Vertalingen van gedichten van John Burnside, D.H. Lawrence en Kenneth Patchen verschenen op Stanza, de blog voor vertaalde poëzie van wijlen De Contrabas.
John Burnside, zes gedichten uit A Normal Skin (1997) – vertaling 2006
John Burnside (1955) publiceerde twaalf dichtbundels, negen romans en een aantal korte verhalen. Voor zijn werk ontving hij vele prijzen. In 1999 verscheen een vertaling van zijn roman The Dumb House, A Chamber Novel (Huis der Stommen, Roman voor kleine bezetting, vertaald door Adriaan Krabbendam, Vassallucci, Amsterdam), in 2007 een vertaling van zijn roman The Devil’s Footprints (Het voetspoor van de duivel, vertaald door Jan Fastenau, Mouria, Amsterdam) en in 2010 verscheen een selectie van zijn gedichten in de Nederlandse vertaling van Kees Klok, Het bal in de inrichting (Uitgeverij Liverse, Dordrecht).
D.H. Lawrence, vier gedichten uit Pansies (1928), Nettles (1929) en More Pansies (1929) – vertaling 2007
D. H. Lawrence (1885-1930) werd bekend als romanschrijver en verwierf faam met omstreden romans als Women in Love (1920) en Lady Chatterley’s Lover (1928). Dat hij naast diverse andere romans en verhalen ook opmerkelijke essays schreef en bovendien een lijvig poëtisch oeuvre achterliet is minder bekend. Zijn dichterlijk werk is zo veelomvattend en rijk dat ik een beperkte keuze maakte uit zijn latere werk met een nog altijd actuele thematiek.
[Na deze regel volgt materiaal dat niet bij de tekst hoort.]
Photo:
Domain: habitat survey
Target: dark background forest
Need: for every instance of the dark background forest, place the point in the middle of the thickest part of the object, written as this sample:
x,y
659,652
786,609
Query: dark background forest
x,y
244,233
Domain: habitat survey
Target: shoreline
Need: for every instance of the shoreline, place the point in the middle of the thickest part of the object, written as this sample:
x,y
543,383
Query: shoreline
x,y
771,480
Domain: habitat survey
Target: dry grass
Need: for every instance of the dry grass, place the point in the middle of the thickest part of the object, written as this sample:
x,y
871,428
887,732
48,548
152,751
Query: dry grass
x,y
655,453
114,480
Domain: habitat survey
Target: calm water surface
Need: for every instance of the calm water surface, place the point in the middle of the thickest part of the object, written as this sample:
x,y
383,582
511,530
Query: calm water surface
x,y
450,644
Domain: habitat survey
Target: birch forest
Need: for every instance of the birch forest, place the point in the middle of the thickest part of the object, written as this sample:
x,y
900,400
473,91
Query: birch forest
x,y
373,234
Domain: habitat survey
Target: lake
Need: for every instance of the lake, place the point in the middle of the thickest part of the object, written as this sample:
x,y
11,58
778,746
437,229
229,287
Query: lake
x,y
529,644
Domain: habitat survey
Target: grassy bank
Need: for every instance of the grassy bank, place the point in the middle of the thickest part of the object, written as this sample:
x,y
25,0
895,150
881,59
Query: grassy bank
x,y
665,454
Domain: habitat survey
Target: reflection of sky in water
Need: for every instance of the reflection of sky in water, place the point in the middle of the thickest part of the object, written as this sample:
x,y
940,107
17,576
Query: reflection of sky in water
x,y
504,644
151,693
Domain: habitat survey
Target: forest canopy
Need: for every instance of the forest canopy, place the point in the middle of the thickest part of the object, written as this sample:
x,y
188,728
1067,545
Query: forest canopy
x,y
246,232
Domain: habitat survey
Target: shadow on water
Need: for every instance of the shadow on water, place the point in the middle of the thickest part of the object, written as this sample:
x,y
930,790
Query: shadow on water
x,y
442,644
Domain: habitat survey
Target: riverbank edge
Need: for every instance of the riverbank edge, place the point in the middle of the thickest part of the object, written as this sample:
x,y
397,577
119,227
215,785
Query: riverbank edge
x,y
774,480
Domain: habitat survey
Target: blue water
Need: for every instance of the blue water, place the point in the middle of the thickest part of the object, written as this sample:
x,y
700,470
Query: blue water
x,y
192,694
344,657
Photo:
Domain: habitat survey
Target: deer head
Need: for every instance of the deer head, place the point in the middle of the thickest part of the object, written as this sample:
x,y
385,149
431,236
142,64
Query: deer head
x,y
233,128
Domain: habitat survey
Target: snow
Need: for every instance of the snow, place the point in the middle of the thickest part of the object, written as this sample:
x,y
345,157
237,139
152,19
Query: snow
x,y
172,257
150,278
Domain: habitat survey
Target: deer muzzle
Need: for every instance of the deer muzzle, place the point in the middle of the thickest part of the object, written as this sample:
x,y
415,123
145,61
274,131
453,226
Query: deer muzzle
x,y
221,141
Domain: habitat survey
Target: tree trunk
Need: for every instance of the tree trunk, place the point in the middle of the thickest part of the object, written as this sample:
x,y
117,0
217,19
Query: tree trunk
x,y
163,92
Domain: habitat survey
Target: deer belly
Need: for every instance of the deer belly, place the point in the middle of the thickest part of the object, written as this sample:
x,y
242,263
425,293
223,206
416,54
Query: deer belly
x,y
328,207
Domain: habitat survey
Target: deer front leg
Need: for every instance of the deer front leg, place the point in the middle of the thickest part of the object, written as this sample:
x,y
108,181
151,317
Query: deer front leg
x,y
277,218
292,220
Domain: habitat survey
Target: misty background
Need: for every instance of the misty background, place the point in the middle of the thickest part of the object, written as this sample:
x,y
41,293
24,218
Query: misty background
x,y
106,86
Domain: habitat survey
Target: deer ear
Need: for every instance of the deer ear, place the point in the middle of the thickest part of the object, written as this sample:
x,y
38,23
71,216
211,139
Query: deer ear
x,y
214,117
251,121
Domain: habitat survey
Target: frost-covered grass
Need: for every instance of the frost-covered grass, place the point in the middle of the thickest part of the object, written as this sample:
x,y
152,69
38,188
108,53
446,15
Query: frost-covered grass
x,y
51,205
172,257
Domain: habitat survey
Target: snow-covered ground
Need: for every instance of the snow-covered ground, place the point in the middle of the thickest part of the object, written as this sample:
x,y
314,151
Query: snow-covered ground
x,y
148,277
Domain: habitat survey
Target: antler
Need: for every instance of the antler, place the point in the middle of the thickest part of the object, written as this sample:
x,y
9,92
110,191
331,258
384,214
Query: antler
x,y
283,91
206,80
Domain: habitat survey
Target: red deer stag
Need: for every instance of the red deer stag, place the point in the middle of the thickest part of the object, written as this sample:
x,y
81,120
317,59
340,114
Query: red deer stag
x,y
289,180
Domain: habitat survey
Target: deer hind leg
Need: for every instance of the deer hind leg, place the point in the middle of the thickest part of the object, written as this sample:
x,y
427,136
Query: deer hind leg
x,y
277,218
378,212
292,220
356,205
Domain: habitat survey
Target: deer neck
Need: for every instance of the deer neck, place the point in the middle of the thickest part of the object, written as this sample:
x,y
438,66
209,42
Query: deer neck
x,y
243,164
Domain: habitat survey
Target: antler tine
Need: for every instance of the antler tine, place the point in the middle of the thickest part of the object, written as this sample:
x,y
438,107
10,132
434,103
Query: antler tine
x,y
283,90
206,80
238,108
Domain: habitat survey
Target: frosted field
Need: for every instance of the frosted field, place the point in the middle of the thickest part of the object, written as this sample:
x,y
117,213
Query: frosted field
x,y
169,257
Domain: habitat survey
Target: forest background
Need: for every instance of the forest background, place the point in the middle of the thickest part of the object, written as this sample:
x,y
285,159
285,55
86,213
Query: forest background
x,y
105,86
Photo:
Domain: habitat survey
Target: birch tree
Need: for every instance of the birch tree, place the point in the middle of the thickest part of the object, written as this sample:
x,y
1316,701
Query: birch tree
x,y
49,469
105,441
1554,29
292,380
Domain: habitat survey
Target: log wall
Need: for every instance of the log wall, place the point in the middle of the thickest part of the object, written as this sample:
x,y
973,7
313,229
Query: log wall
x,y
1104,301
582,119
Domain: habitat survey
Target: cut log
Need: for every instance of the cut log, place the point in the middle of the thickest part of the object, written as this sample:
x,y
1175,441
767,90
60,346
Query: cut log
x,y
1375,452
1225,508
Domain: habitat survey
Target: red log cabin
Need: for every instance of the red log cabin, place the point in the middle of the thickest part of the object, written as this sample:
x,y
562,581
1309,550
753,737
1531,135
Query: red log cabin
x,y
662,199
Deze gedichten zijn ontleend aan de bundels Pansies (1928), Nettles (1929) en More pansies (1929). Bron: D.H. Lawrence, Selected Poems, Penguin Books 1972. In deze editie werd het gedicht ‘Give Us Gods’ gescheiden van het daaropvolgende gedicht ‘Won’t It Be Strange’, die naar mijn mening bij elkaar horen en een één vers vormen. Zo heb ik het dan ook gepresenteerd. Aangezien het zo’n indrukwekkend gedicht is heb ik het als laatste opgenomen. Het zal wel altijd een raadsel blijven of Lucebert bekend was met dit gedicht toen hij ‘De schoonheid van een meisje’ (de analfabetische naam) schreef. Maar opmerkelijk blijft het.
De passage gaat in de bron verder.